# Champions League.....



## younothat (Dec 11, 2017)

"The Round of 16 draw for the UEFA Champions League did not disappoint.

We have some monster clashes with Chelsea facing Barcelona, once again, and the reigning champs Real Madrid paired with the favorites Paris Saint-Germain.
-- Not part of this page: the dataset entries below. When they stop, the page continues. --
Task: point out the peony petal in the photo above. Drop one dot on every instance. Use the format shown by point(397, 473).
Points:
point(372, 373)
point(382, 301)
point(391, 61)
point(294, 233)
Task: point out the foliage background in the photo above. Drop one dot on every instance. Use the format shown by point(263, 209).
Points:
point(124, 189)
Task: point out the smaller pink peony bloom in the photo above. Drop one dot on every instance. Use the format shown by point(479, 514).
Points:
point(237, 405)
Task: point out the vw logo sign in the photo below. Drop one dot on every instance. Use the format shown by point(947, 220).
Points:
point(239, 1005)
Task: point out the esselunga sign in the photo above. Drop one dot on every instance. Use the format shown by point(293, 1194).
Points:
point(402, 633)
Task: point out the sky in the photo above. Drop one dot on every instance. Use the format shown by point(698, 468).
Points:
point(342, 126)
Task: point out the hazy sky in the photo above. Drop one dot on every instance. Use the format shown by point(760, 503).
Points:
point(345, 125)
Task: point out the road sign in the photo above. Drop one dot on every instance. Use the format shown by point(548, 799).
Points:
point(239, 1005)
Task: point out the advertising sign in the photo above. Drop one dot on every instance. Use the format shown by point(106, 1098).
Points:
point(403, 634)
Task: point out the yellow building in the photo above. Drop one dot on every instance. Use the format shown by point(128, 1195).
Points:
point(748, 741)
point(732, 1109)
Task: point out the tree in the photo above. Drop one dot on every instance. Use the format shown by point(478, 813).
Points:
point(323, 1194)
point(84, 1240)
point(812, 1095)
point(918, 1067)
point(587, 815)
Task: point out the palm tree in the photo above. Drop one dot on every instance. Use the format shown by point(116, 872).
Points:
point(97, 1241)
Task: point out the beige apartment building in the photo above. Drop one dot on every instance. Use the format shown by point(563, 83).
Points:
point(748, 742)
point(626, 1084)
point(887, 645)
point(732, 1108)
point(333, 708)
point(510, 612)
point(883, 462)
http://soccer.nbcsports.com/2017/12/11/champions-league-last-16-draw-sets-up-huge-clashes/








So which teams will be moving on? Predictions?


----------



## CaliKlines (Dec 11, 2017)

Premier League is going to have successful round of 16...I think the following clubs will advance:

Spurs over Juve
City over Basel
The Reds over Porto
United over Sevilla
Shaktar over Roma
Barca over the Blues
Bayern over Bestikas
and the most intriguing match up of this round...

The Parisians over Madrid

Can't wait for match play to begin!


----------



## jojosoccer (Feb 11, 2018)

Champions league this week!


----------



## jojosoccer (Feb 13, 2018)

Juve will dearly miss Dybala, but I think Juve defense will slow down Tottenham.
Juve over Tott
I’m torn on RM vs PSG, 
But it will probably be
Real over PSG
Both great games to watch in the round of 16 this week.


----------